Okay, so today life itself seems more like this miserable road trip, everyone tense and irritable, weather hot and sticky, coffee from the drive-through at BK tepid, and the 8 year old in the crowd got the wrong order for breakfast. This after entering traffic again, sitting at the first stoplight, in the turn lane already, 30 feet from the Interstate entrance.

Put the hue and cry on hold for a moment: just exactly why, in the name of all that is holy, did you DO this? What were you thinking? Maya . . . illusion. Visions of singing along with each other, everyone excited about a destination, rare and stimulating conversation among members of your family, (who, 51 weeks each year, reside in the house with each other grudgingly, and speak only when necessary, usually in monosyllables), a getaway which instantly bonds the little group of loved ones who make up your world.

The travel guide was lies, all lies. The hour long drive across the park, supposed to enthrall everyone with breath-taking views, was less than successful since no weird animals approached the car desperate to be fed . . . the 14 year old, having been informed by the 16 year old what was actually IN the meat tacos she just ate from the roadside stand, makes a frantic dash for the restroom, returning pale, glowering and downright belligerent.

Suddenly, all that is floating across your mind is that bottle of good Scotch you so cheerfully and carelessly left sitting in the sideboard. There’s an almost uncontrollable need to stop the car, force everyone out, and drive away.

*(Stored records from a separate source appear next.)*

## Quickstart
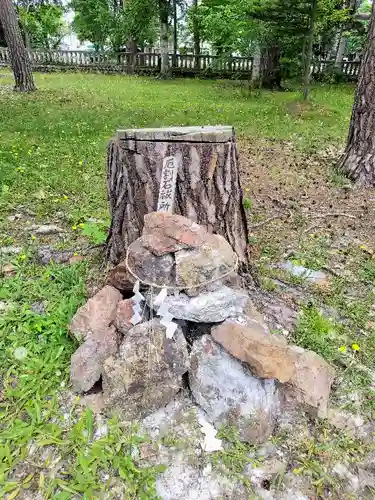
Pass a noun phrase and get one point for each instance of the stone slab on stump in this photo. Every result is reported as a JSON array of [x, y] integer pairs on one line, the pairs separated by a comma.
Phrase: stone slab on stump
[[307, 378], [148, 371], [208, 189], [97, 314], [149, 268], [230, 394]]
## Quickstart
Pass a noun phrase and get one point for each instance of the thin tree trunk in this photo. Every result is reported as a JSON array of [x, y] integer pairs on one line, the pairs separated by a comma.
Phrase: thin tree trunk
[[18, 54], [207, 191], [175, 33], [358, 161], [314, 4], [164, 38], [255, 71], [270, 67], [341, 50], [196, 34]]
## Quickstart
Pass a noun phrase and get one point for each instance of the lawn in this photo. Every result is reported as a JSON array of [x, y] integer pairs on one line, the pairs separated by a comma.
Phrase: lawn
[[52, 170]]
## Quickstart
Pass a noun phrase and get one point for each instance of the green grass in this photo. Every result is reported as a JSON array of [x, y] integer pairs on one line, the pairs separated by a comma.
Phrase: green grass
[[53, 143], [52, 162]]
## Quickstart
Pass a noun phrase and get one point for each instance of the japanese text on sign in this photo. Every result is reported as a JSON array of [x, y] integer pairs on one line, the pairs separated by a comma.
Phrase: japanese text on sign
[[167, 184]]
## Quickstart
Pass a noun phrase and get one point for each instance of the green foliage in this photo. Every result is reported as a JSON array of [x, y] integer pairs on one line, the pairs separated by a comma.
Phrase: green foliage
[[43, 24], [247, 203], [316, 332], [94, 233], [30, 414], [92, 21], [104, 23]]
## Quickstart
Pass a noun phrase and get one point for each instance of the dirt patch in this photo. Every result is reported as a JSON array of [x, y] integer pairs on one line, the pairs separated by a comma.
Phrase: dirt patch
[[295, 195]]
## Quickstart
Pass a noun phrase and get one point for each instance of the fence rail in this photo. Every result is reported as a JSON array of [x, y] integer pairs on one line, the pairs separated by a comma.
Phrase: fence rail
[[140, 62], [149, 63]]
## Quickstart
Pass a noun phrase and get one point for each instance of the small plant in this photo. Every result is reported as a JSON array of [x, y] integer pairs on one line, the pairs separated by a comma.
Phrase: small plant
[[247, 203], [318, 333], [94, 233]]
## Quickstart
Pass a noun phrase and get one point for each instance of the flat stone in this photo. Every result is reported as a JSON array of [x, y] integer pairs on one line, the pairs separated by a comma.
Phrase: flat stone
[[159, 271], [232, 280], [307, 377], [230, 394], [211, 307], [148, 371], [96, 315], [45, 229], [266, 354], [164, 233], [213, 259], [124, 314], [86, 365]]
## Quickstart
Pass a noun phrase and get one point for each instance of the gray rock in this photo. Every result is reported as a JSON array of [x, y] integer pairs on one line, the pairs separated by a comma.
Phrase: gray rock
[[230, 394], [354, 425], [147, 374], [182, 480], [211, 307]]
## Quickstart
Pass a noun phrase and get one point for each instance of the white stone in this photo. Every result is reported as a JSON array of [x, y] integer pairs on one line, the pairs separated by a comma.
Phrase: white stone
[[211, 307], [230, 394]]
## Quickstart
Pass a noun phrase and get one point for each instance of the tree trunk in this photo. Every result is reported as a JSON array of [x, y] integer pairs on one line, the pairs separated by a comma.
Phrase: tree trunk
[[207, 191], [255, 71], [270, 67], [164, 38], [341, 50], [358, 161], [20, 61], [196, 34], [306, 83], [175, 33]]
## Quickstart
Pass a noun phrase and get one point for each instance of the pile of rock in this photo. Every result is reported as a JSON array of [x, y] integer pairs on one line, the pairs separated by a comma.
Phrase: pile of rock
[[237, 371]]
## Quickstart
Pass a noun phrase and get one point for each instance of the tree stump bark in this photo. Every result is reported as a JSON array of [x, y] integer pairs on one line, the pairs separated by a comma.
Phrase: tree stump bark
[[208, 187]]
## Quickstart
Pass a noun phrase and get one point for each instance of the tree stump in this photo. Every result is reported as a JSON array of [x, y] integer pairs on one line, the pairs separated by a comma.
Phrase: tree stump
[[208, 187]]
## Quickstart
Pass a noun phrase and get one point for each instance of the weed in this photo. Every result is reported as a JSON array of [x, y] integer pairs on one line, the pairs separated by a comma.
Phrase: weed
[[247, 203], [318, 333]]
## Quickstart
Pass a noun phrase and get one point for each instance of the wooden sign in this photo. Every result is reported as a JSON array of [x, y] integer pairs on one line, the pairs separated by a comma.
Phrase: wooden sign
[[167, 184]]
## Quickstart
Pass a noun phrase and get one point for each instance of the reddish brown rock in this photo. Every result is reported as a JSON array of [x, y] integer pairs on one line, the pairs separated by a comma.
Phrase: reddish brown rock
[[123, 316], [164, 233], [147, 373], [120, 278], [307, 378], [159, 271], [86, 364], [266, 354], [210, 261], [311, 384], [96, 315]]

Next time, send all persons in the household under 20 years old to camp (and no one over 20 is allowed to return home, except at Thanksgiving and Christmas, for a maximum of 3 days) and hit the road, just you and your significant other. And make sure (this is the most important factor in your enjoyment of any trip) that it’s the ‘good’ time of the month. Otherwise, there’s always a better than average chance that your trust in travel magazines will be completely and forever obliterated, you will lose your childlike belief in good endings, and you may shortly be trolling around on craigslist for a new home, not to mention partner.